From: Lee Schermerhorn <lee.schermerhorn@hp.com>
To: linux-mm@kvack.org
Cc: akpm@linux-foundation.org, ak@suse.de, mel@skynet.ie,
clameter@sgi.com, eric.whitney@hp.com
Subject: [PATCH/RFC 7/8] Mem Policy: MPOL_PREFERRED cleanups for "local allocation"
Date: Thu, 06 Dec 2007 16:21:29 -0500 [thread overview]
Message-ID: <20071206212129.6279.1028.sendpatchset@localhost> (raw)
In-Reply-To: <20071206212047.6279.10881.sendpatchset@localhost>
PATCH/RFC 07/08 - Mem Policy: MPOL_PREFERRED cleanups for "local allocation" - V5
Against: 2.6.24-rc2-mm1
V4 -> V5:
+ change mpol_to_str() to show "local" policy for MPOL_PREFERRED with
preferred_node == -1. libnuma wrappers and numactl use the term
"local allocation", so let's use it here.
V3 -> V4:
+ updated Documentation/vm/numa_memory_policy.txt to better explain
[I think] the "local allocation" feature of MPOL_PREFERRED.
V2 -> V3:
+ renamed get_nodemask() to get_policy_nodemask() to more closely
match what it's doing.
V1 -> V2:
+ renamed get_zonemask() to get_nodemask(). Mel Gorman suggested this
was a valid "cleanup".
Here are a couple of "cleanups" for MPOL_PREFERRED behavior
when v.preferred_node < 0 -- i.e., "local allocation":
1) [do_]get_mempolicy() calls the now renamed get_policy_nodemask()

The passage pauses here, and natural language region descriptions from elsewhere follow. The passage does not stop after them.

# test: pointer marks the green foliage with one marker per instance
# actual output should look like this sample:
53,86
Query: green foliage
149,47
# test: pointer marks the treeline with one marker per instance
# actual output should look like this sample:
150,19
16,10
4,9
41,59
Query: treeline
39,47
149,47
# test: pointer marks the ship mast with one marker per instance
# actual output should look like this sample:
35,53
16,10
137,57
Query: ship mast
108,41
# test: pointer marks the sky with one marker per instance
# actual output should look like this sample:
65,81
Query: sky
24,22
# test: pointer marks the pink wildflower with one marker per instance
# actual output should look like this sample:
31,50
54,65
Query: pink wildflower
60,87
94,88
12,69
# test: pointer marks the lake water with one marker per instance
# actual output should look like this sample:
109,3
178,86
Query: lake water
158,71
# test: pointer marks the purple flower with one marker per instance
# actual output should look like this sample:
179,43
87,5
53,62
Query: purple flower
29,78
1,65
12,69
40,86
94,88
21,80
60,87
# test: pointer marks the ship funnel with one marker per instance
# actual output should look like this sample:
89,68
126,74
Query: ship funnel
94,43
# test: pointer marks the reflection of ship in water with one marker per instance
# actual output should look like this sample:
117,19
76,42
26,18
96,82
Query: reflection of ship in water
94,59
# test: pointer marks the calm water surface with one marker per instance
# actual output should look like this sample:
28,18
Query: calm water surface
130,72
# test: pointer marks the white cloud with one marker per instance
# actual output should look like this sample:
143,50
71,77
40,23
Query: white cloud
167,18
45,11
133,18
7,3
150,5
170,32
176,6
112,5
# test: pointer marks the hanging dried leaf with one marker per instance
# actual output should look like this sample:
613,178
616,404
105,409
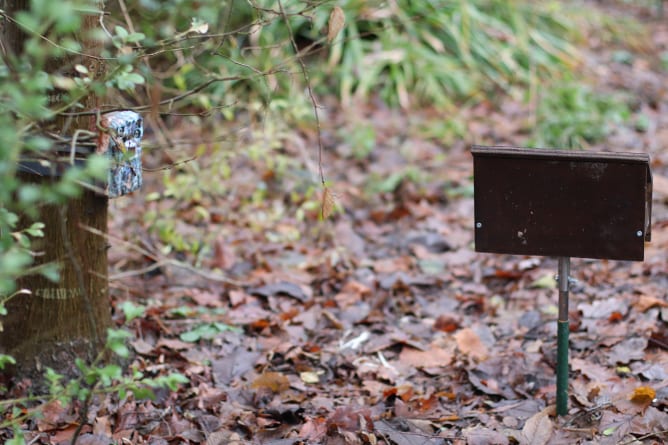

to fetch the nodemask associated with a policy. Currently,
get_policy_nodemask() returns the set of nodes with memory, when
the policy 'mode' is 'PREFERRED, and the preferred_node is < 0.
Return the set of allowed nodes instead. This will already have
been masked to include only nodes with memory.
2) When a task is moved into a [new] cpuset, mpol_rebind_policy() is
called to adjust any task and vma policy nodes to be valid in the
new cpuset. However, when the policy is MPOL_PREFERRED, and the
preferred_node is <0, no rebind is necessary. The "local allocation"
indication is valid in any cpuset. Existing code will "do the right
thing" because node_remap() will just return the argument node when
it is outside of the valid range of node ids. However, I think it is
clearer and cleaner to skip the remap explicitly in this case.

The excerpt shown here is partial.